The Schubert Theatre is a theater located in Gooding, Idaho, United States. Built in 1920, it was listed on the National Register of Historic Places in 2004.

== Building design ==
The building is a fairly simple two-story two-part commercial block, three bays wide. The theatre seats 400 and is adorned with murals and gold leafed crown molding. The murals were painted by Hugh Clausen, who also painted murals for the governor's mansion. Sound equipment installed in 1930 allowed for "talkies" to be shown, though the theatre still has an orchestra pit and dressing rooms from its days of live entertainment.

== History ==

In 1920, Frank Gooding built the theatre as a wedding gift for his daughter. It cost $60,000 to build. It received the ‘Exhibitors Herald-World Award of Merit for the High Quality of Its Reproduction of Sound Pictures,' the only theatre in Idaho to do so.

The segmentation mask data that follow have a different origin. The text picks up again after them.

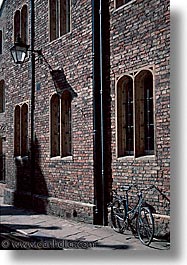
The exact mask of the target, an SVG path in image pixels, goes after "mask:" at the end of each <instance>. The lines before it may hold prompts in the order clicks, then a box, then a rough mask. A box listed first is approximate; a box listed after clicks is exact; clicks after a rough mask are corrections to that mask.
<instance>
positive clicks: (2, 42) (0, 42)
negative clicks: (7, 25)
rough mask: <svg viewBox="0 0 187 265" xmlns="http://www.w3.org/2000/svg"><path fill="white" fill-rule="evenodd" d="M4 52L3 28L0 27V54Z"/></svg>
mask: <svg viewBox="0 0 187 265" xmlns="http://www.w3.org/2000/svg"><path fill="white" fill-rule="evenodd" d="M2 54H3V29H0V55H2Z"/></svg>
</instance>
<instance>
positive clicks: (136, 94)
mask: <svg viewBox="0 0 187 265" xmlns="http://www.w3.org/2000/svg"><path fill="white" fill-rule="evenodd" d="M135 102H136V106H135V122H136V126H135V128H136V130H135V131H136V132H135V138H136V156H140V155H146V154H147V155H148V154H154V111H153V109H154V108H153V75H152V73H151V72H150V71H149V70H142V71H140V72H139V73H138V74H137V75H136V77H135Z"/></svg>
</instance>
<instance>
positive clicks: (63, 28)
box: [49, 0, 71, 41]
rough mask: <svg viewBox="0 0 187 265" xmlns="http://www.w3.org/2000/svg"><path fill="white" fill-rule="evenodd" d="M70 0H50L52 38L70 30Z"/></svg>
mask: <svg viewBox="0 0 187 265" xmlns="http://www.w3.org/2000/svg"><path fill="white" fill-rule="evenodd" d="M70 3H71V1H70V0H49V8H50V18H49V19H50V40H51V41H52V40H55V39H57V38H59V37H60V36H62V35H64V34H66V33H67V32H69V31H70Z"/></svg>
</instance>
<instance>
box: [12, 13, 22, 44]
mask: <svg viewBox="0 0 187 265" xmlns="http://www.w3.org/2000/svg"><path fill="white" fill-rule="evenodd" d="M18 35H20V36H21V34H20V11H19V10H17V11H16V13H15V15H14V41H16V39H17V37H18Z"/></svg>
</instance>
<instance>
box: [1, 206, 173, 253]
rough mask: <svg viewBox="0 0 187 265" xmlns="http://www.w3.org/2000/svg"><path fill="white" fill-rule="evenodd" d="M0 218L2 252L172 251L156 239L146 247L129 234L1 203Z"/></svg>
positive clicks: (104, 227) (162, 241)
mask: <svg viewBox="0 0 187 265" xmlns="http://www.w3.org/2000/svg"><path fill="white" fill-rule="evenodd" d="M0 215H1V217H0V223H1V249H59V250H60V249H61V250H70V249H71V250H72V249H79V250H88V249H91V250H93V251H100V250H103V251H104V250H106V251H107V250H114V251H116V250H123V251H127V250H145V251H155V250H161V251H167V250H168V249H169V247H170V244H169V242H166V241H163V240H156V239H154V241H153V242H152V243H151V245H150V247H146V246H144V245H142V244H141V242H140V241H139V240H138V239H137V238H135V237H134V236H133V235H132V233H131V232H130V231H127V232H125V233H124V234H120V233H116V232H114V231H113V230H112V229H111V228H110V227H103V226H96V225H91V224H85V223H78V222H75V221H71V220H67V219H62V218H59V217H55V216H49V215H45V214H38V213H35V212H31V211H26V210H23V209H17V208H15V207H13V206H10V205H4V204H2V203H1V206H0Z"/></svg>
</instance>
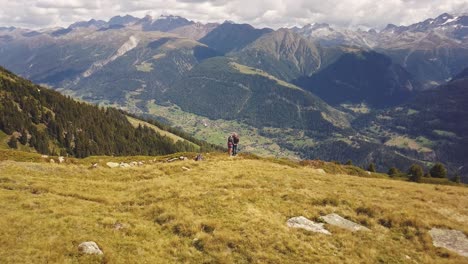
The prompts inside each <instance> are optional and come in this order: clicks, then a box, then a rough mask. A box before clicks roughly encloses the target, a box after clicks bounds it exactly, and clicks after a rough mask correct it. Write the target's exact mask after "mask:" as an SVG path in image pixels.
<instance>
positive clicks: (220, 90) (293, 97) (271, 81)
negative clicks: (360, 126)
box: [167, 57, 349, 132]
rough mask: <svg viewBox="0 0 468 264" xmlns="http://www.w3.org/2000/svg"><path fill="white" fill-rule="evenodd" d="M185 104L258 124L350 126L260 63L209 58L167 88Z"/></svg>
mask: <svg viewBox="0 0 468 264" xmlns="http://www.w3.org/2000/svg"><path fill="white" fill-rule="evenodd" d="M167 96H168V97H169V99H170V100H171V101H172V102H174V103H176V104H177V105H179V106H180V107H181V108H182V109H183V110H185V111H188V112H192V113H195V114H198V115H202V116H206V117H209V118H212V119H217V118H222V119H226V120H234V119H235V120H239V121H244V122H246V123H248V124H250V125H253V126H255V127H262V126H272V127H291V128H303V129H315V130H317V131H319V132H324V131H333V130H341V129H347V128H349V121H348V120H347V116H346V115H345V114H343V113H341V112H339V111H337V110H335V109H333V108H332V107H330V106H329V105H327V104H326V103H325V102H323V101H322V100H321V99H320V98H318V97H316V96H314V95H313V94H311V93H308V92H306V91H304V90H302V89H300V88H299V87H297V86H294V85H292V84H290V83H287V82H285V81H282V80H279V79H277V78H275V77H273V76H271V75H269V74H268V73H266V72H264V71H261V70H259V69H255V68H251V67H247V66H245V65H241V64H238V63H236V62H235V61H234V60H231V59H227V58H220V57H216V58H211V59H207V60H205V61H204V62H203V63H201V64H199V65H198V66H196V67H195V68H194V69H192V70H191V71H190V72H189V73H188V74H187V75H186V76H185V77H184V78H182V79H181V80H180V81H179V82H177V83H176V84H175V85H174V87H172V89H170V90H169V91H168V92H167Z"/></svg>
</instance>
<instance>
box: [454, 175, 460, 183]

Some style changes were made to the theatre in 1946 and again in 1983. In the early 1980s, the theatre transitioned into Gooding Cinemas.

In 2009 the theatre was purchased for $150,000 by Charmianne and Lonnie Leavell, a local couple who planned to restore the theater and turn it into a cultural center for the community of Gooding. The couple later donated the theatre to a 501 (c)(3) nonprofit, GREAT, Inc. (Gooding Restoration for Entertainment, Arts & Theater), a nonprofit they formed to help in their goal.

The Schubert Theatre received grants from the Idaho Heritage Trust in 2016, 2017, 2018, 2019, and 2023.

As of 2020, significant work had been done to restore the theatre, including replacing the roof. However, work was still needed in electrical and plumbing to make the building functional. In 2021, progress was made with new drains and cleaning up flood damage. In 2023, the Idaho Heritage Trust assisted the theatre in restoring the lobby.

Some local residents believe that the theatre is haunted.